Chez le chien âgé, la fréquence des reflux gastro-œsophagiens pendant l’anesthésie semble augmenter avec l’âge 12. Associé à un pH gastrique bas, ce phénomène est un facteur de risque d’œsophagite postopératoire.
Système musculosquelettique
La prévalence des troubles musculosquelettiques tels que les maladies articulaires dégénératives et la spondylose déformante augmente chez les animaux âgés, qui souffrent souvent de douleurs chroniques. Ces douleurs peuvent être exacerbées par de longues périodes de décubitus ou d’immobilité forcée pendant les examens d’imagerie ou la chirurgie. La douleur stimule alors le système sympathique.
Bilan préopératoire
L’état de santé influence les risques de morbidité et de mortalité peropératoires. Un examen préopératoire s’impose donc pour les animaux devant subir une anesthésie générale afin d’identifier un protocole anesthésique adapté à leur état, prévenir les complications potentielles et informer les clients. L’évaluation minimale consiste à faire une anamnèse et un examen clinique approfondis, qui pourraient révéler une affection non diagnostiquée auparavant. Le clinicien doit savoir si l’animal reçoit des médicaments car cela peut avoir une incidence sur l’anesthésie. Les propriétaires ne font pas toujours la différence entre les effets normaux du vieillissement et des signes pathologiques ; il est donc important de leur apprendre à le faire 13 et il en sera tenu compte dans l’anamnèse. Chez l’homme, des antécédents d’intolérance à l’effort et de mauvaises performances lors des tests standards sont associés à des complications peropératoires et à un mauvais pronostic 14. L’évaluation de l’activité physique des animaux peut également aider à juger de leur capacité à faire face aux stress physiologiques induit par l’anesthésie générale.
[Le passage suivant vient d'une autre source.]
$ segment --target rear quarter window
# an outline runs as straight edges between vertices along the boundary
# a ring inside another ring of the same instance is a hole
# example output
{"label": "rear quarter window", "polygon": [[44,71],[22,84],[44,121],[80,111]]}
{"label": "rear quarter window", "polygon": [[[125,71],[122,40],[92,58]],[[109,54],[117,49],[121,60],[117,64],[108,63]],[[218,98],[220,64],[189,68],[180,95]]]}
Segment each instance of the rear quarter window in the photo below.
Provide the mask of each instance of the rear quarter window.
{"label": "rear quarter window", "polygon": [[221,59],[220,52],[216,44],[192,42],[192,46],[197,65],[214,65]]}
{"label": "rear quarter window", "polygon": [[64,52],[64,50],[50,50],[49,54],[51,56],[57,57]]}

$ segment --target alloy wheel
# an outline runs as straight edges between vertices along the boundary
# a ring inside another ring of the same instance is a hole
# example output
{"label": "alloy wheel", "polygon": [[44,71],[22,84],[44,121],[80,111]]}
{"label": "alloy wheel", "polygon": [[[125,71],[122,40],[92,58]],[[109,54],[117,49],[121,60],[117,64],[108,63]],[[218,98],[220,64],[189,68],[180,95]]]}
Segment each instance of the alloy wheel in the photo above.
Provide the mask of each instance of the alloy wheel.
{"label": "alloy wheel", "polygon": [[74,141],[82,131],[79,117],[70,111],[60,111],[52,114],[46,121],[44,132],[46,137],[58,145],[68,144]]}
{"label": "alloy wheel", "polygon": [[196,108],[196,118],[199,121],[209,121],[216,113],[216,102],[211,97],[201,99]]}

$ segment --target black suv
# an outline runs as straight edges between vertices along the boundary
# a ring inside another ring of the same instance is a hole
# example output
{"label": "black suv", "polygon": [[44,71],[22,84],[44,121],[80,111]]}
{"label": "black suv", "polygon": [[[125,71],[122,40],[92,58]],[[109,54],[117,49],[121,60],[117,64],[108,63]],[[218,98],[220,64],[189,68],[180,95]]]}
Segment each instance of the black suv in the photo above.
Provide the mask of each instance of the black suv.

Bien qu’un bilan sanguin de routine ne soit aujourd’hui généralement pas justifié dans le cadre du dépistage préopératoire, il peut cependant être indiqué pour un animal âgé susceptible de présenter des maladies subcliniques 15,16 (Figure 1). Même si l’animal est en bonne santé, l’âge est responsable de différences hématologiques et biochimiques et les résultats seront donc comparés à des valeurs de référence formulées pour les animaux âgés si elles sont disponibles. Sinon, l’âge sera pris en compte au moment d’interpréter les résultats. Un individu âgé en bonne santé peut par exemple présenter une diminution de l’hématocrite, du volume corpusculaire moyen et de la concentration en fer sérique, ainsi qu’une augmentation de la numération plaquettaire. Sur le plan biochimique, les protéines totales, les globulines et l’urée peuvent être augmentées tandis que l’albumine est souvent diminuée 8. Bien que l’activité enzymatique hépatique soit souvent stable ou légèrement augmentée, la possibilité d’un dysfonctionnement hépatique (comme indiqué ci-dessus) demeure. En cas d’hypoglycémie, d’hypoalbuminémie ou d’hypocholestérolémie, des examens complémentaires seront justifiés, comme un test de stimulation des acides biliaires et des tests de coagulation, incluant le temps de prothrombine et le temps de céphaline activée.